Lösungsansätze für mehr Ethik

Oft werden DS lange erarbeitet und am Ende des Prozesses meldet sich z. B. eine Ethikkommission oder der Gesetzgeber und blockiert das ganze Projekt. Kirchschläger schlägt daher vor, diesen Ablauf umzukehren: «Ethik sollte von Anfang an in den Prozess integriert werden». Die Interaktion der Technologien mit Ethik in allen Projekten mit DS von Anfang an ist daher sein erster Lösungsansatz.
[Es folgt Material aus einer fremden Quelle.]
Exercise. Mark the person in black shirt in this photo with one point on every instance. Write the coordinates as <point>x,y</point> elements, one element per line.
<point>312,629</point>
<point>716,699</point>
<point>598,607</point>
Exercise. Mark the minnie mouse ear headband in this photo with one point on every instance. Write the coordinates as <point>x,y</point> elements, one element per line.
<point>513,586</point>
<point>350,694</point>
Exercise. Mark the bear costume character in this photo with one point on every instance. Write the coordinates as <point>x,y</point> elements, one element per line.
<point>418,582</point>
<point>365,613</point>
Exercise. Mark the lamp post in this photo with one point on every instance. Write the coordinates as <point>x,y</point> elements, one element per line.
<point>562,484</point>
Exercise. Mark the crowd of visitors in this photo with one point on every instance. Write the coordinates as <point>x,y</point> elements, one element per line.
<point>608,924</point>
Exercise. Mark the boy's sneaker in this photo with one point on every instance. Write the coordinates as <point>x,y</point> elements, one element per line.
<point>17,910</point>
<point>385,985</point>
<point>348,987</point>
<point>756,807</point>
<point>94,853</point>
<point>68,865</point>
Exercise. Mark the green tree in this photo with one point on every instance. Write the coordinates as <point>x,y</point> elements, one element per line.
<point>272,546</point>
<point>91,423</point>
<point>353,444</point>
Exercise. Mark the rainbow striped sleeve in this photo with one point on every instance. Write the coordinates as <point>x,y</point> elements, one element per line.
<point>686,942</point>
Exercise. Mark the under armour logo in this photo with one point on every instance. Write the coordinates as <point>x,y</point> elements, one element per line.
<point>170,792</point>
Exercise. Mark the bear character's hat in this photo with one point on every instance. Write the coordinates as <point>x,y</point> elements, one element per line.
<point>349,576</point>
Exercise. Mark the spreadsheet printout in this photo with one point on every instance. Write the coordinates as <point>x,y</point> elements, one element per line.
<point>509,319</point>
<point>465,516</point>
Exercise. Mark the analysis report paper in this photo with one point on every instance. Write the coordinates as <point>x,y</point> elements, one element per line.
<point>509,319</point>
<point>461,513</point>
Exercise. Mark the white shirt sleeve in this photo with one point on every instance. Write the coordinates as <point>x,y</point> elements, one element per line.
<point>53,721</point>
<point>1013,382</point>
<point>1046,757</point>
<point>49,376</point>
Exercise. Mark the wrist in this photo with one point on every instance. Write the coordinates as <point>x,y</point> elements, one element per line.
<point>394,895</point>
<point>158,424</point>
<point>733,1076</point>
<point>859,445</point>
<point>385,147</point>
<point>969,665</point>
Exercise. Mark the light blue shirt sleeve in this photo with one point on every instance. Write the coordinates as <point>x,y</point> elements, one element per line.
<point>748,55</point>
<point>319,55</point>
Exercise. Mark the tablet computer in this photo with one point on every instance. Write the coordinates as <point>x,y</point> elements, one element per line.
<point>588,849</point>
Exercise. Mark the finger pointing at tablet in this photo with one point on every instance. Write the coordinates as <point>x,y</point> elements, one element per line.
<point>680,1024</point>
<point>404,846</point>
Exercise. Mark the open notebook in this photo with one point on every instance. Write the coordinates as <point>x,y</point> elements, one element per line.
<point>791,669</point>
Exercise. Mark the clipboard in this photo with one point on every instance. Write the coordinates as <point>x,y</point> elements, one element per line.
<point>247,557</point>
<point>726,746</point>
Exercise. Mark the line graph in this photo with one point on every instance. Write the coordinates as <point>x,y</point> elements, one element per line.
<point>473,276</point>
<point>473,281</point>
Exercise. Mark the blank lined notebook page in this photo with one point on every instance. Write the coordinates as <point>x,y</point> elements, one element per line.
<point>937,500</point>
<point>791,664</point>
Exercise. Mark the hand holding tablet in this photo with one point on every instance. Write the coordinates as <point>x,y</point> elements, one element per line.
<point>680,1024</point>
Einen zweiten Aspekt für die Förderung von Ethik sieht Kirchschläger in der Idee der «menschenrechtsbasierten DS». Die Menschenrechte schützen zweierlei: Das physische Überleben des Menschen und ein menschenwürdiges Dasein. Für die Wirtschaft sind die Menschenrechte wichtig, weil sie zum Beispiel das Recht auf Eigentum schützen – sie garantieren, dass ich das, was ich verdiene, auch behalten darf. Für Wissenschaft, Forschung und Innovation sind sie wichtig, weil sie sicherstellen, dass hinterfragt und frei gedacht werden kann (Recht auf freie Meinungsäusserung). Genau so sollten sie auch Bestandteil der DS sein.

Der dritte Ansatz ist eine internationale Agentur für DS (IDA) bei der UNO. «Auf internationaler Ebene sollte diskutiert und entschieden werden, was DS darf und was nicht. Darüber hinaus sollte die Agentur die nötige Macht haben, Massnahmen zu ergreifen, wenn die aufgestellten Regeln nicht eingehalten werden. «Die internationale DS-Agentur sollte dem Modell der internationalen Atomenergiebehörde folgen», so Kirchschläger.